ExxonMobil afirmou, na sexta-feira, que investir no setor petrolífero venezuelano é impraticável nas condições actuais. A declaração foi feita numa reunião com o presidente dos EUA, Donald Trump, em que a Repsol indicou abertura para reforçar a presença no país.
Segundo o presidente da ExxonMobil, Darren Woods, seriam necessárias mudanças significativas no contexto venezuelano para que haja retorno de investimento. A empresa destacou o histórico de confiscos de ativos no país para justificar a posição.
Trump reuniu-se com executivos de várias petrolíferas, incluindo representantes da Repsol, para discutir oportunidades na Venezuela. O objetivo passado pelo chefe de Casa Branca foi avaliar condições de segurança jurídica e de investimento.

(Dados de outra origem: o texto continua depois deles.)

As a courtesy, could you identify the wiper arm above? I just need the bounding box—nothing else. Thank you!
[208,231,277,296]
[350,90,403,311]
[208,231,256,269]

Repsol prepara forte expansão
Josu Jon Imaz, CEO da Repsol, informou que a empresa está preparada para investir de forma expressiva na Venezuela e pretende triplicar a produção de crude até cerca de 135 mil barris por dia nos próximos três anos. A meta representa um aumento significativo face aos 45 mil barris diários atuais.
Imaz sublinhou que a Repsol já opera no país há três décadas e que mantém presença estável com pessoal, instalações e capacidade técnica. A empresa atua em parceria com a Eni para o gás utilizado na geração de energia no território venezuelano.
A Repsol explicou ainda que a produção venezuelana envolve o fornecimento de gás que alimenta metade da geração de eletricidade local. A empresa ressaltou que a maior parte do território permanece inexplorada, o que sustenta o potencial de expansão.
Contexto e sanções
Em maio, o governo dos EUA revogou licenças da Repsol, da Eni e de outros operadores para exportar petróleo venezuelano. A decisão encerrou, temporariamente, operações de algumas companhias na Venezuela, enquanto a administração de Washington sinaliza abertura para licenças seletivas no futuro.
A Casa Branca indicou que empresas presentes na reunião podem ter garantias para explorar os recursos da Venezuela, desde que cumpram critérios estabelecidos pelo governo norte-americano. A Chevron continua a deter a única licença vigente no país.
Situação venezuelana e reservas
Apesar da produção atual ser baixa, Caracas detém as maiores reservas comprovadas de petróleo do mundo, estimadas pela OPEP em mais de 300 mil milhões de barris. Países vizinhos mantêm números significativamente menores, reforçando o interesse internacional no regime de licenciamento.
A reunião concerniu ainda como as sanções podem ser ajustadas de forma seletiva para facilitar a comercialização externa do petróleo venezuelano, mantendo o alinhamento com objetivos de política externa dos EUA.